Gesellschaft für bedrohte Völker e.V. (GfbV)
Religionsfreiheit in Tibet: Chinesische Regierung will nächsten Dalai Lama bestimmen
Religionsfreiheit in Tibet:
- Chinesische Regierung will nächsten Dalai Lama selbst bestimmen
- Staaten, denen Religionsfreiheit etwas bedeutet, müssen das unmissverständlich verurteilen
- Schicksal des vor 27 Jahren entführten Panchen Lama muss aufgeklärt werden
Göttingen, den 13. Januar 2023
Religionsfreiheit in Tibet
Chinesische Regierung will nächsten Dalai Lama bestimmen
Anlässlich des Weltreligionstages am 15. Januar warnt die Gesellschaft für bedrohte Völker (GfbV) vor der Absicht der chinesischen Regierung, den Nachfolger des 87-jährigen Dalai Lama in ihrem Interesse zu bestimmen: „Die chinesische Regierung will durch das Einsetzen eines eigenen Dalai Lama die Region Tibet und den tibetischen Buddhismus noch stärker kontrollieren. Es ist Teil ihrer Strategie, alle Religionen im Land zu ‚sinisieren‘, also gleichzuschalten. Deutschland, Europa und alle Staaten, denen Religionsfreiheit etwas bedeutet, müssen Xi Jinping unmissverständlich klarmachen, dass sie eine Einmischung des chinesischen Staates in die Nachfolge des 14. Dalai Lama nicht akzeptieren werden“, sagte Hanno Schedler, Referent für Genozid-Prävention und Schutzverantwortung am heutigen Freitag in Göttingen. „Mit der Zerstörung von tausenden Klöstern, der erbarmungslosen Indoktrinierung von Nonnen und Mönchen und der Diffamierung des 14. Dalai Lama versucht China seit fast sieben Jahrzehnten, den tibetischen Buddhismus zu brechen. Die Tibeterinnen und Tibeter verehren ihn jedoch weiterhin. Seine Botschaft der Gewaltlosigkeit und religiösen Toleranz steht im krassen Gegensatz zur Kommunistischen Partei Chinas, die keine Religion außerhalb ihrer eigenen Ideologie anerkennt.“ Der 14. Dalai Lama ist einer der bekanntesten politischen Flüchtlinge der Welt. Er floh 1959 aus Tibet nach Indien und verlässt das Land altersbedingt nur noch selten. Schon vor über zehn Jahren hat er angekündigt, sich noch zu Lebzeiten selbst um seine Nachfolge zu kümmern.

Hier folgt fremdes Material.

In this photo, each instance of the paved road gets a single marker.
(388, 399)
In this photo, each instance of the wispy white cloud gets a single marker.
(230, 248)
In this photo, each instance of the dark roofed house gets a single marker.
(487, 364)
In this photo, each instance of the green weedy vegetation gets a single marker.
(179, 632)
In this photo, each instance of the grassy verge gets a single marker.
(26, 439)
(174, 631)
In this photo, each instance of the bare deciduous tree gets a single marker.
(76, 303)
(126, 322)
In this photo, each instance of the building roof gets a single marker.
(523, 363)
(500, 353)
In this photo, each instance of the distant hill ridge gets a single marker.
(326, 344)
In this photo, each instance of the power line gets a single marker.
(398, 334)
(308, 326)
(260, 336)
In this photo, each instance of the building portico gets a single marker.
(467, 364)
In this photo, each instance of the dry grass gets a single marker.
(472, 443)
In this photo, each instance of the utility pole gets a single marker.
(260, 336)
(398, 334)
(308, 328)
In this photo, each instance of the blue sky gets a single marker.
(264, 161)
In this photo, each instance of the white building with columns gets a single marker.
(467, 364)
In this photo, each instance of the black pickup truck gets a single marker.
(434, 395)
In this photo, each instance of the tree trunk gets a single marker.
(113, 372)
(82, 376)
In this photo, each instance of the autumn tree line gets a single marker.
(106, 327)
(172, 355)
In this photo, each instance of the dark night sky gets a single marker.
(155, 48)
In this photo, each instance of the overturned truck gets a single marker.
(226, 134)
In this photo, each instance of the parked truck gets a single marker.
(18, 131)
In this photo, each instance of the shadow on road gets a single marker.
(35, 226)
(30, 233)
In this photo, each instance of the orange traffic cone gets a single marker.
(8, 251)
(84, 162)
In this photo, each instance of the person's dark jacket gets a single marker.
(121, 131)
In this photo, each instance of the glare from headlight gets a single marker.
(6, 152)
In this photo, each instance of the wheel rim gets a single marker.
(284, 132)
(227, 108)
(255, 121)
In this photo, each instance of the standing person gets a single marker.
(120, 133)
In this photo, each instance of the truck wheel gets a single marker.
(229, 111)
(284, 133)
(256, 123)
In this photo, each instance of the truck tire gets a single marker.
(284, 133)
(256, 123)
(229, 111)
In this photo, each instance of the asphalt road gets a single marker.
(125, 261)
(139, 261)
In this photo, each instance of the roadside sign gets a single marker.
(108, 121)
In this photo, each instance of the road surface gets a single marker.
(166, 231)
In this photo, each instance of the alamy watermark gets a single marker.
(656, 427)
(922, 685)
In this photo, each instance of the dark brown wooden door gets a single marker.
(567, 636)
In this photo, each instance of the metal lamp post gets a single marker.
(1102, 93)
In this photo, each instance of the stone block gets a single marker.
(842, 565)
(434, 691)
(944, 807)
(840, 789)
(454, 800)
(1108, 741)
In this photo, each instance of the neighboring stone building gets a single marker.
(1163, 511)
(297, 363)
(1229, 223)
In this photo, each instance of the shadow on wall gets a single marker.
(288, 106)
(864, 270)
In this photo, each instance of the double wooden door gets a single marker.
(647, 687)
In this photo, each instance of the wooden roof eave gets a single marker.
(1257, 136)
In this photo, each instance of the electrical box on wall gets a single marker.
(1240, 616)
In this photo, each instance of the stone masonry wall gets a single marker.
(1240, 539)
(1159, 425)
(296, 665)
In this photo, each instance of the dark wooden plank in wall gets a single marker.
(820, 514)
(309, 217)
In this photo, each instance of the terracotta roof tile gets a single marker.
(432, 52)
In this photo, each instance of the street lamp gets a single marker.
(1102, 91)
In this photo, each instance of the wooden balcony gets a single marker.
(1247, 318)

Eine wichtige Rolle bei der Ernennung des nächsten Dalai Lama spielt der Panchen Lama. Der Dalai Lama hatte Gedhun Choekyi Nyima als Wiedergeburt des 10. Panchen Lama, und damit als 11. Panchen Lama anerkannt. „Kurz darauf, am 17. Mai 1995, wurde er im Alter von sechs Jahren entführt. Von dem inzwischen 33-Jährigen fehlt seitdem jede Spur. Auch seine Familie wurde damals verschleppt“, erinnerte Schedler. „Deutschland muss sich gemeinsam mit gleichgesinnten Staaten bei jeder Gelegenheit für Aufklärung über das Schicksal des Panchen Lama einsetzen.“ Nach der Entführung hat die chinesische Regierung einen Jungen namens Gyaltsen Norbu als 11. Panchen Lama eingesetzt. Er dient Peking als Marionette für scheinbare Glaubensfreiheit. Das Regime wird ihn auch für den Versuch instrumentalisieren, einen regierungstreuen Dalai Lama zu bestimmen.
Laut einem Bericht der Organisationen „Tibet Justice Center“ und „International Tibet Network“ versuche die chinesische Propaganda, den von ihr eingesetzten Panchen Lama als eine Art Sprecher für tibetische Interessen darzustellen. Dem Bericht zufolge werde es zudem für junge Mönche zunehmend schwierig, in den verbliebenen Klöstern eine religiöse Erziehung zu erhalten. Immer mehr von ihnen werden in staatlichen chinesischen Schulen ausgebildet, was ihre Verbindung zur eigenen Kultur und buddhistischen Werten abreißen lasse.